To work with the poor and the sick, in 1875 she established a new congregation to devote efforts to them alone. She was a teacher for a brief period of time and spent her time at the tomb of Francis de Sales. She used her free time to read and meditate on sacred scripture and worked to spread the message of Jesus Christ to the poor, as well as to bring them the sacraments. Before making major decisions, she sought the advice of confessors such as John Bosco.
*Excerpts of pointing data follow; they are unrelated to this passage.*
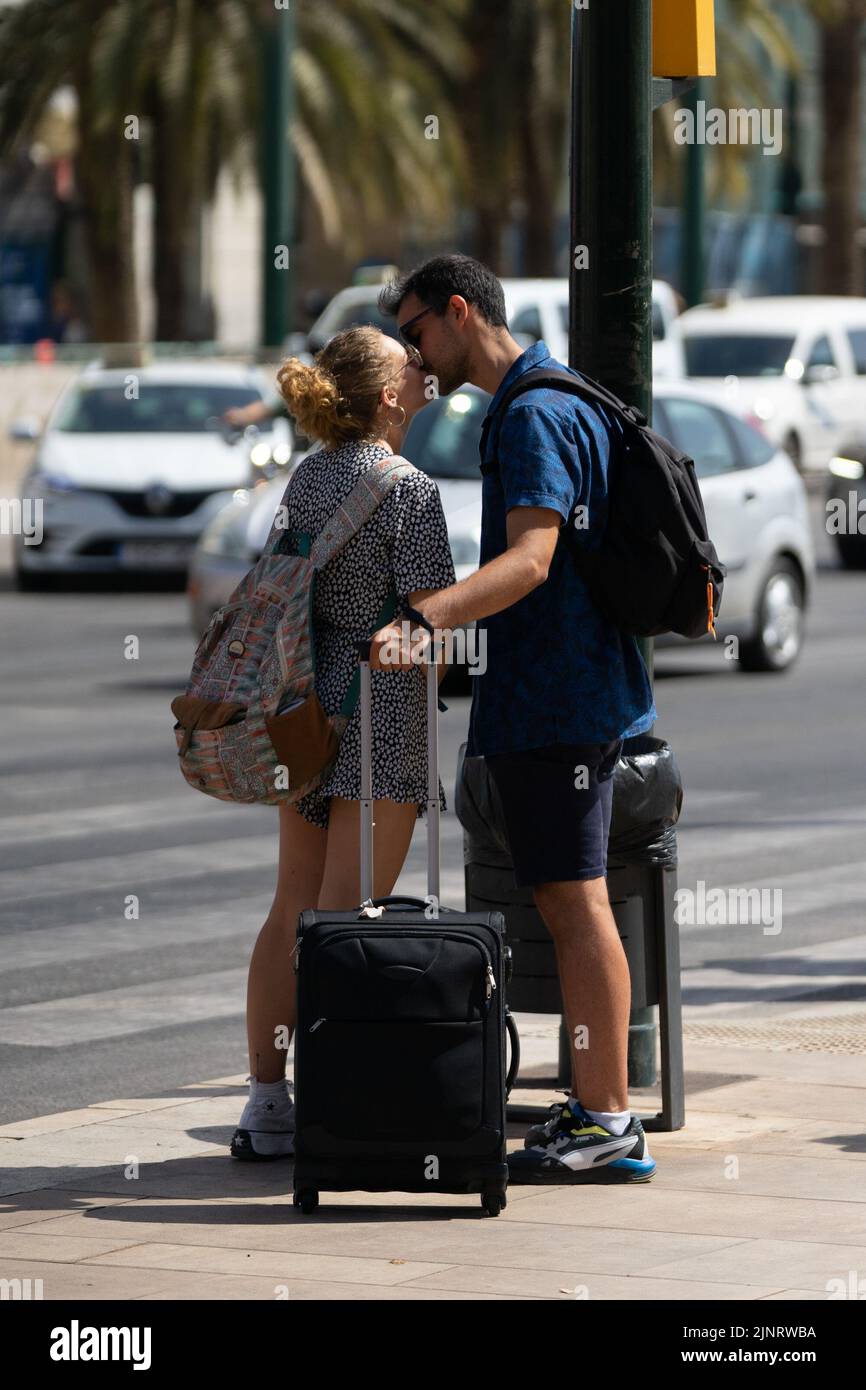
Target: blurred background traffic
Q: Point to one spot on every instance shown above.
(136, 180)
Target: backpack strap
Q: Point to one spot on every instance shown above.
(555, 380)
(357, 506)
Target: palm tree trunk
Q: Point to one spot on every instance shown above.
(841, 266)
(104, 178)
(485, 102)
(540, 199)
(177, 213)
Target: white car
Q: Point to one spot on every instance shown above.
(534, 307)
(755, 505)
(442, 439)
(797, 363)
(131, 467)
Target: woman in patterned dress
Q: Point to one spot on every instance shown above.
(357, 401)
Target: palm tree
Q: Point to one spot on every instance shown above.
(52, 43)
(515, 103)
(367, 75)
(841, 27)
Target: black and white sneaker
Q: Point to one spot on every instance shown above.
(573, 1148)
(266, 1127)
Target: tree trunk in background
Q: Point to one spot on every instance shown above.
(841, 262)
(540, 202)
(104, 180)
(175, 209)
(485, 100)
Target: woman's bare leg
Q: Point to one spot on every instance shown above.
(394, 823)
(271, 990)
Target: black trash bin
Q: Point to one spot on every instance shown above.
(641, 884)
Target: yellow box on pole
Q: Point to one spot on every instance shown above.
(683, 38)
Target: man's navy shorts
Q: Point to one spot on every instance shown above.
(556, 804)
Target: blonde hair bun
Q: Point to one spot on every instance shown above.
(337, 399)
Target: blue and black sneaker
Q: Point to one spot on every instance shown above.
(573, 1148)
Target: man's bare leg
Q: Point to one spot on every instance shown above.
(595, 986)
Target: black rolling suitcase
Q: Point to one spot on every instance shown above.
(399, 1050)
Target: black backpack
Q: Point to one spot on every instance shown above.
(656, 569)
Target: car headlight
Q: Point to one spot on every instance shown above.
(41, 481)
(466, 549)
(847, 467)
(227, 533)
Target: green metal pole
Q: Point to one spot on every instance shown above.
(694, 199)
(277, 34)
(610, 277)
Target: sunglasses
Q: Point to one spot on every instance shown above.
(410, 339)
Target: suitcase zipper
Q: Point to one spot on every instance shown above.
(489, 979)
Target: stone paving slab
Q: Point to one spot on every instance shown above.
(762, 1196)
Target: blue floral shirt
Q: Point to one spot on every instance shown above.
(556, 670)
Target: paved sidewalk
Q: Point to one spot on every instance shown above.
(762, 1196)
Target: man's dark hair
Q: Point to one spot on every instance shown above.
(437, 280)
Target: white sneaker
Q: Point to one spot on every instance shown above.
(266, 1127)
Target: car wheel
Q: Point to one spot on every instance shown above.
(851, 551)
(29, 581)
(794, 448)
(779, 634)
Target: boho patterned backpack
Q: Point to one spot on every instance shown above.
(249, 726)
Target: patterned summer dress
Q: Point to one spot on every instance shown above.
(403, 545)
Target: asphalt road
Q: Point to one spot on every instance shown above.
(96, 1007)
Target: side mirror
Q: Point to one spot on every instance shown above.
(819, 374)
(25, 430)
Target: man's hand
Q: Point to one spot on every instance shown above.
(399, 647)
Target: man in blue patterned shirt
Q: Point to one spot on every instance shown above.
(560, 691)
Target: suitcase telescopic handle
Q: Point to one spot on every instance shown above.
(433, 779)
(403, 901)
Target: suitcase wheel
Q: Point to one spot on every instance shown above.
(494, 1203)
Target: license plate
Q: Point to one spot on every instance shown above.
(154, 555)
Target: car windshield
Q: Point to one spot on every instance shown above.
(444, 437)
(159, 407)
(350, 316)
(737, 355)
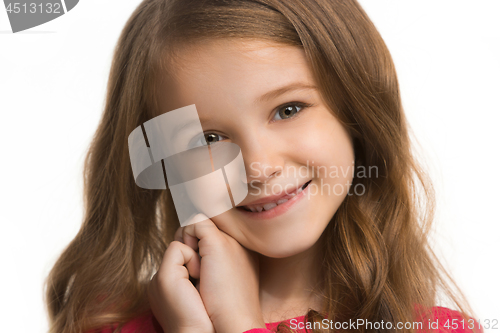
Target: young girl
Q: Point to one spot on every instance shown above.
(332, 235)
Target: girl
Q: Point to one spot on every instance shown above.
(332, 235)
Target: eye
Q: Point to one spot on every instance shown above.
(289, 110)
(204, 139)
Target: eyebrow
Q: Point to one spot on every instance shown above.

Michelotti died in 1888 after a long period of ill health from bronchial asthma.

==Beatification==
The beatification process began in Turin in 1933 and completed on 24 October 1935. Michelotti's spiritual writings were approved by theologians on 27 November 1937, and her cause was formally opened on 6 December 1942 under Pope Pius XII, granting her the title Servant of God. The second process opened also in Turin and spanned from 1946 until 1947; both processes were granted the formal decree of ratification in 1952 for the cause to proceed to Rome for further evaluation.

On 15 December 1966 her life of heroic virtue was recognized and it allowed for Pope Paul VI to declare her to be Venerable. He also approved a miracle almost a decade later and beatified her on 1 November 1975.